Когда Понятовский подплывал на лодке к императорской галере, начался дождь и он промок, что несколько испортило встречу. Унизительное начало, которое соответствовало результату. Екатерина уединялась с королем в своей каюте. Никто посторонний не принимал участия в их беседе. Когда оба монарха появились снова, Екатерина и Станислав выглядели отчужденными, рассеянными и разочарованными. Их любовь принадлежала прошлому. Понятовский сыграл свою роль. Как король, он оставался слабым и покорным. Русско-польские отношения обострились, и Понятовский не мог предотвратить этого. Интерес императрицы к нему исчез.
Потемкин оказывал Понятовскому всяческие любезности. Ничто не помогало. Императрица не появилась на балу, который он дал, и на следующий день велела поднимать якоря. Не попрощавшись, она ехала дальше. Григорий Потемкин был взбешен, обрушился на своего польского родственника — мужа племянницы — Браницкого, на которого жаловался польский король, — и тем самым, наконец, порадовал своих критиков. Больше ничего не произошло. Понятовский уехал без блеска и не попрощавшись.
Далее кортеж отправился вниз по Днепру. Достигли Кременчуга, одной из штаб-квартир Потемкина. Под Кайдаком флотилия подошла к одному из днепровских порогов. Французский посланник снова умилялся поющими крестьянами, но не забывал и действительность: «Когда Россия в 1774 году приняла эту провинцию, там проживало лишь 204 000 жителей; при его правлении за несколько лет население увеличилось до 800 000… Француз, который живет здесь уже 3 года, сообщил мне, что во время своих ежегодных поездок по провинции он видел цветущие деревни там, где раньше ничего не было. Между Кайдаком и Херсоном простирается огромная зеленая территория, на которой пасут стада крупного рогатого скота, лошадей и овец». И ни слова о картонных деревнях!

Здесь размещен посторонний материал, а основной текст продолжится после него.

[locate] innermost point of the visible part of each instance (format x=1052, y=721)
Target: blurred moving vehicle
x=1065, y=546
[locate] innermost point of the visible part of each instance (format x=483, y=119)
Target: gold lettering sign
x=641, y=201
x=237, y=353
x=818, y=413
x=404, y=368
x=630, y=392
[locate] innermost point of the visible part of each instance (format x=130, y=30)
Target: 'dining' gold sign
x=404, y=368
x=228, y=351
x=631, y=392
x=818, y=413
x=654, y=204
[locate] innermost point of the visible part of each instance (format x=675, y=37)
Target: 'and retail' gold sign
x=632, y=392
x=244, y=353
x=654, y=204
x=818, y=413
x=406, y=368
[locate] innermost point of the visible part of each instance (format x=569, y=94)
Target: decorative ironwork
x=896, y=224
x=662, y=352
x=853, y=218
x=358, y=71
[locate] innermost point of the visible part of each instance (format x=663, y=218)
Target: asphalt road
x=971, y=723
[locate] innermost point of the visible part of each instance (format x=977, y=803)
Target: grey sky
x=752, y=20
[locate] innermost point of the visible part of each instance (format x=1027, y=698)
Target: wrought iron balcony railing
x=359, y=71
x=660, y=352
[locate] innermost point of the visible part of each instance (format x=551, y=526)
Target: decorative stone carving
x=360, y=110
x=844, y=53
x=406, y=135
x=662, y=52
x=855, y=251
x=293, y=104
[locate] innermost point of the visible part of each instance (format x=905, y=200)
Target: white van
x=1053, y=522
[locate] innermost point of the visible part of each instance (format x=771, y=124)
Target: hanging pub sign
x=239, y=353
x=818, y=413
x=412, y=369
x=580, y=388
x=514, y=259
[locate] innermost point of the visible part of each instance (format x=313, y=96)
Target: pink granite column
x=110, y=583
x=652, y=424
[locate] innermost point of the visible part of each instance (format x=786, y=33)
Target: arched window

После неудачной встречи с Понятовским императрицу ожидал настоящий апогей поездки. В Кайдаке она узнала, что император Иосиф II прибыл в Херсон и ехал навстречу ей по проселочной дороге. Они встретились, и император Священной Римской империи стал свидетелем того, как русская императрица заложила камень для уже запланированного Потемкиным Екатеринославского собора. Император мог убедиться в величии России, хотя и не скрывал своего скептицизма относительно потемкинских творений.

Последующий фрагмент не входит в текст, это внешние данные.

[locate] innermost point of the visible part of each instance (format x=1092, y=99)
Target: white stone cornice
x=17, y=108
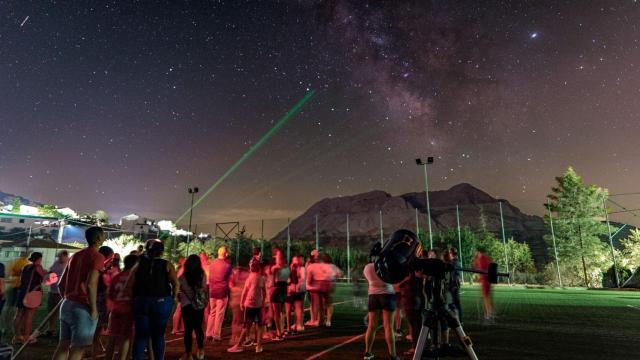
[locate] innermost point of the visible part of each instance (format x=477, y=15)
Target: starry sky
x=121, y=105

Однако поездка продолжалась. Через несколько дней в Херсоне осматривали потемкинские новостройки и удивлялись богатому предложению товаров в магазинах. Екатерина сообщала своему западноевропейскому «пресс-атташе» Гримму: «Своими стараниями князь Потемкин сделал из этого города и этой области, где был единственный металлургический завод, действительно цветущую землю и цветущий город, и с каждым годом здесь будет лучше и лучше». На это надеялся также и император Австрии Иосиф II. Но к его надеждам примешивалась зависть, злость, подчинение и чувство реальности, когда он беседовал с французским посланником: «Все кажется легким, если обходиться с деньгами и людьми расточительно. Мы в Германии и Франции не можем позволить себе то, на что решаются здесь. Властитель приказывает, и орды рабов повинуются. Им платят скудно или вообще не платят, их плохо кормят, но они не решаются протестовать. Я знаю, что за три года пятьдесят тысяч человек погибли здесь от тяжелой работы или отравившись метаном, но никто не подал жалобы или факт был предан огласке». Император не представил доказательств или источников такой информации, но довольно беглый взгляд на русскую историю позволяет предположить, что нет дыма без огня. При всем этом Иосиф II был ворчливым и скептически настроенным монархом, который не выносил внешний блеск. Если Потемкин появлялся при полном параде, увешанный драгоценными камнями, золотом и настоящей мишурой, то император появлялся в скромном костюме и демонстрировал, что его интересуют политические решения, а не внешние проявления власти. Личное участие в поездке казалось ему достаточной демонстрацией.